Я знал тридцатилетнюю женщину, которая в 1937 году, будучи грудным младенцем, в один день лишилась и отца и матери и воспитывалась в детдоме для детей репрессированных. Страшного вырастили из этой девочки человека. Не человека, а робота с запрограммированными убеждениями и психологией. Уже после XX съезда эта образованная, читающая (и даже пишущая) женщина оставалась убежденной сталинисткой, верила всему, что делалось и говорилось в его, сталинские (а также и в нынешние) годы.
Могут задать каверзный вопрос: а как в вашем идеальном демократическом государстве — неверующие родители и те же убежденные сталинисты имеют право воспитывать ребенка в своих убеждениях?
Вопрос действительно каверзный. И все-таки: да, могут, если их убеждения не являются явно аморальными, бесчеловечными, как не могут пользоваться защитой закона изуверские секты, вероучения которых благословляют убийство или самоубийство. Думаю, что чистый сталинизм не может не быть признан учением изуверским, как и фашизм гитлеровского толка.
Но забыл я этих двух мальчиков, по многу раз упорно убегающих из детдома. Что же дальше? А ничего. Рассказал Андрей Донатович Синявский эту ужасную и трогательную историю, похлопали, поужасались и — забыли. А ведь судьба этих двух мальчиков ничуть не легче судьбы Орлова, Щаранского, Ковалева и многих других наших славных правозащитников. Только у тех, у Орлова и Щаранского, — срок. Отсидели свои семь или десять лет, отмучились и опять со своими близкими, со своими друзьями, со своим делом.
А эти два брата навеки приговорены к сиротству, к одиночеству, к духовной смерти.
Выдюжит ли тринадцатилетний, а тем более десятилетний? И не самый ли страшный грех совершается здесь, когда соблазняют «малых сих»?
Но — молчат, набрали в рот воды и молчат, и конгрессмены, и сенаторы, и Эмнисти Интернешнл, и «Вашингтон пост», и «Юманите», и «Унита», и другие представители мировой совести.
А что же все-таки произошло с Машей? Была ли нами совершена тут какая-нибудь ошибка? Так ли уж мы ни в чем перед ней не виноваты? Нет, разумеется виноваты, и очень виноваты.

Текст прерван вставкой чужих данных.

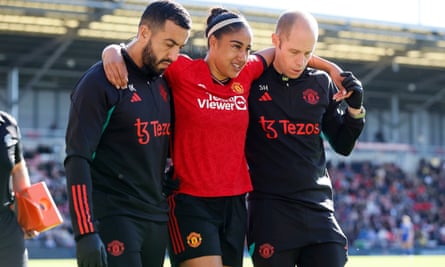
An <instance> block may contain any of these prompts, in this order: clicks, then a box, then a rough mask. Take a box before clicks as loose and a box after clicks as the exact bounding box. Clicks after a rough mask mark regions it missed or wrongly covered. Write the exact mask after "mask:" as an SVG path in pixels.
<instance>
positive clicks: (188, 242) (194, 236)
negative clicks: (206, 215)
mask: <svg viewBox="0 0 445 267" xmlns="http://www.w3.org/2000/svg"><path fill="white" fill-rule="evenodd" d="M201 241H202V237H201V234H200V233H196V232H191V233H190V234H189V235H188V236H187V244H188V245H189V246H190V247H192V248H197V247H199V246H200V245H201Z"/></svg>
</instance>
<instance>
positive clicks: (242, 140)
mask: <svg viewBox="0 0 445 267" xmlns="http://www.w3.org/2000/svg"><path fill="white" fill-rule="evenodd" d="M205 33H206V37H207V41H208V53H207V55H206V57H205V58H204V59H196V60H193V59H191V58H189V57H187V56H185V55H182V56H180V57H179V58H178V60H177V61H175V62H172V63H171V64H170V65H169V67H168V68H167V70H166V71H165V73H164V76H165V78H166V79H167V81H168V83H169V85H170V86H171V88H172V93H173V100H174V111H175V112H174V114H175V127H174V144H173V147H174V149H173V154H172V159H173V164H174V174H173V179H177V180H179V187H178V189H177V190H175V192H174V193H173V194H172V195H171V196H169V205H170V217H169V220H170V221H169V232H170V240H171V244H170V245H171V250H170V256H171V260H172V262H173V265H174V266H181V267H188V266H192V267H200V266H203V267H204V266H205V267H209V266H210V267H213V266H214V267H221V266H242V261H243V252H244V240H245V233H246V218H247V215H246V206H245V195H246V193H247V192H249V191H251V190H252V184H251V181H250V177H249V173H248V167H247V163H246V158H245V155H244V148H245V138H246V131H247V126H248V106H247V97H248V95H249V91H250V86H251V84H252V82H253V81H254V80H255V79H257V78H259V76H260V75H261V74H262V72H263V71H264V70H265V68H266V66H268V65H269V64H270V63H271V62H272V59H273V54H274V50H273V49H265V50H263V51H260V52H259V53H256V54H255V55H249V54H250V50H251V42H252V31H251V29H250V26H249V25H248V23H247V22H246V21H245V19H244V18H243V17H242V16H241V15H239V14H236V13H233V12H230V11H228V10H226V9H223V8H214V9H212V10H211V14H210V15H209V17H208V19H207V28H206V31H205ZM119 54H120V49H116V46H110V47H109V48H106V49H105V51H104V53H103V55H104V66H105V69H106V72H107V75H108V76H107V77H108V78H109V80H110V81H111V82H112V83H113V84H115V85H117V86H118V87H126V85H125V86H119V85H123V84H122V83H120V82H118V81H117V79H120V78H116V77H115V76H113V75H112V73H126V70H125V69H123V68H121V67H120V69H119V70H118V71H117V69H118V68H116V64H114V63H113V62H116V61H120V57H116V55H119ZM317 59H318V58H317ZM318 60H319V61H318V62H313V63H317V67H320V68H324V69H326V68H328V67H329V65H328V66H325V65H324V62H323V61H322V60H320V59H318ZM118 64H119V63H118ZM310 65H314V64H310ZM326 65H327V64H326ZM124 76H125V75H124Z"/></svg>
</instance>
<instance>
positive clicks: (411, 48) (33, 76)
mask: <svg viewBox="0 0 445 267" xmlns="http://www.w3.org/2000/svg"><path fill="white" fill-rule="evenodd" d="M179 2H181V3H182V4H183V5H184V6H185V7H186V8H187V9H188V10H189V11H190V13H191V14H192V20H193V31H192V36H191V39H190V40H189V43H188V45H187V47H186V48H185V49H184V52H185V53H188V54H189V55H191V56H192V57H198V56H203V53H205V50H206V48H205V44H206V41H205V40H204V38H203V30H204V23H205V18H206V16H207V13H208V10H209V8H210V7H212V6H213V5H214V3H210V2H208V3H206V2H202V1H200V2H199V3H198V2H197V1H179ZM146 4H147V1H143V0H114V1H113V0H108V1H93V0H78V1H73V0H58V1H54V0H46V1H45V0H0V75H2V76H3V77H5V78H4V79H0V89H4V88H6V87H7V79H6V77H7V76H6V75H7V73H9V72H11V70H12V69H14V68H16V69H17V70H18V71H19V77H20V90H31V89H32V90H71V88H72V87H73V86H74V84H75V82H76V81H77V79H78V78H79V77H80V75H81V74H82V73H83V72H84V71H85V70H86V69H87V68H88V67H89V66H90V65H92V64H93V63H94V62H96V61H97V60H98V59H99V58H100V53H101V51H102V49H103V48H104V47H105V46H106V45H107V44H109V43H119V42H122V41H127V40H129V39H131V38H132V37H133V36H135V34H136V30H137V24H138V20H139V17H140V15H141V12H142V11H143V10H144V8H145V6H146ZM226 7H228V8H230V9H237V10H239V11H240V12H242V13H243V14H244V15H245V16H246V18H247V19H248V20H249V22H250V24H251V26H252V28H253V29H254V35H255V38H254V49H260V48H263V47H267V46H270V44H271V41H270V40H271V39H270V35H271V33H272V32H273V30H274V25H275V20H276V18H277V17H278V15H279V13H280V10H278V9H277V10H274V9H265V8H252V7H250V6H249V7H247V6H243V5H241V4H240V5H233V4H232V5H227V6H226ZM314 15H315V16H316V18H317V19H318V21H319V25H320V39H319V40H320V42H319V44H318V46H317V50H316V54H318V55H320V56H322V57H325V58H328V59H330V60H333V61H335V62H336V63H338V64H339V65H340V66H342V67H343V68H344V69H345V70H352V71H353V72H354V73H355V74H356V75H357V76H358V77H359V78H360V79H361V80H362V82H363V83H364V85H365V90H366V99H365V101H366V105H367V107H368V109H379V110H388V109H390V106H391V105H393V107H394V104H395V103H396V105H395V106H396V107H397V108H398V109H399V110H401V111H406V112H414V111H417V110H427V111H434V112H440V113H443V114H445V105H444V104H445V28H426V27H421V26H412V25H409V26H408V25H402V24H395V23H381V22H376V21H369V20H358V19H348V18H342V17H332V16H323V15H317V14H314ZM393 96H394V97H393ZM2 100H3V101H6V100H5V99H2ZM395 100H398V102H397V101H395Z"/></svg>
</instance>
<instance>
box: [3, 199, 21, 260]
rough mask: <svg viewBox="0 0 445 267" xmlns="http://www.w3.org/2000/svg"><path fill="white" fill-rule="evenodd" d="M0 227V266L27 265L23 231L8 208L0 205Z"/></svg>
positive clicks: (16, 220) (16, 217)
mask: <svg viewBox="0 0 445 267" xmlns="http://www.w3.org/2000/svg"><path fill="white" fill-rule="evenodd" d="M0 229H1V230H0V266H17V267H22V266H23V267H24V266H27V261H28V253H27V250H26V248H25V238H24V233H23V231H22V228H21V227H20V225H19V223H18V222H17V217H16V216H15V214H14V212H13V211H12V210H10V209H9V208H4V207H1V210H0Z"/></svg>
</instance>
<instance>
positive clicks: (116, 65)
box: [102, 44, 128, 89]
mask: <svg viewBox="0 0 445 267" xmlns="http://www.w3.org/2000/svg"><path fill="white" fill-rule="evenodd" d="M121 49H122V47H121V46H120V45H118V44H110V45H108V46H106V47H105V48H104V50H103V51H102V62H103V65H104V69H105V75H106V76H107V79H108V80H109V81H110V82H111V84H113V85H114V86H115V87H116V88H118V89H119V88H127V83H128V71H127V67H126V66H125V62H124V59H123V58H122V53H121Z"/></svg>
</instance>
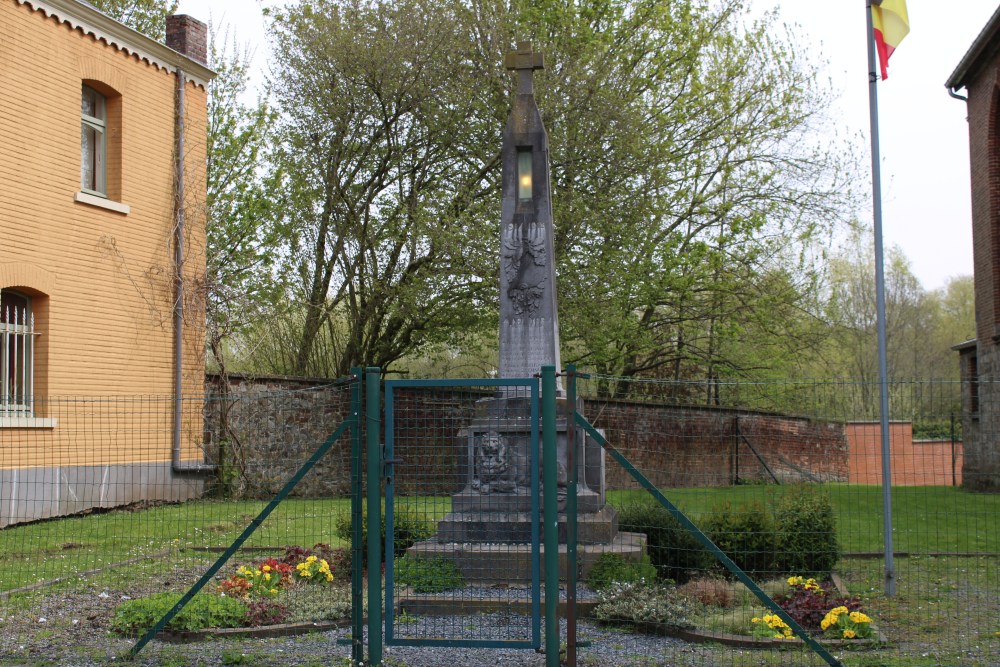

Не хватило фанатизма и не было полного единодушия, единомыслия в нашей маленькой семье.
Не было единомыслия и в моей собственной душе.
Это все то же, один из самых распространенных и самых непростительных грехов: попытка служить одновременно и Богу и Мамоне. И недостаток сил, веры, любви к Богу — чтобы оставить все, взять крест свой и следовать за Ним.
Оставить все мы не можем и крест выбираем полегче.
Но что значит, собственно, оставить все? И детей оставить? На кого же? На произвол тех темных сил, от которых пытаемся уберечь собственные души? Но ведь в той же Книге сказано об участи тех, кто соблазнит одного из малых сих.
Остаются два выхода. Или — следуя примеру отчаявшихся пятидесятников, ринуться в первый попавшийся подъезд первого попавшегося посольства и просить убежища. Но ведь далеко не всякий пойдет на это. Не по недостатку храбрости, а потому, что для многих легче оставить злато и серебро, машину, дом и другое имение, чем родную землю…
И второй выход: молить Создателя о ниспослании нам такого порядка жизни, при котором не надо будет ломиться в посольские двери, таясь молиться и таясь учить слову Божьему детей.
Бороться за этот порядок. Но — как, каким способом бороться? Только словом. Проповедью. Убеждением. Кровопролитие, чем бы его ни оправдывали и чем бы ни осеняли — крестом или полумесяцем, — остается кровопролитием и не может не претить душе христианина. Да и всякой доброй душе вообще, ибо душа, по слову Тертуллиана, христианка по самой природе своей.
Упомянув сейчас Тертуллиана, проверил для себя, когда он жил. Этот блестящий карфагенский юрист, живший во втором веке, занялся богословием уже в зрелые годы, после того как принял христианство. То, о чем он писал в своих трактатах, и сегодня, то есть без малого две тысячи лет спустя, звучит удивительно злободневно, трогает и волнует — особенно нас, христиан Восточной Европы и других атеистических государств. Между прочим, он порицал христиан, пытавшихся бегством спастись от мученичества. Он выступил в защиту солдата-христианина, отказавшегося возложить на свою голову венок.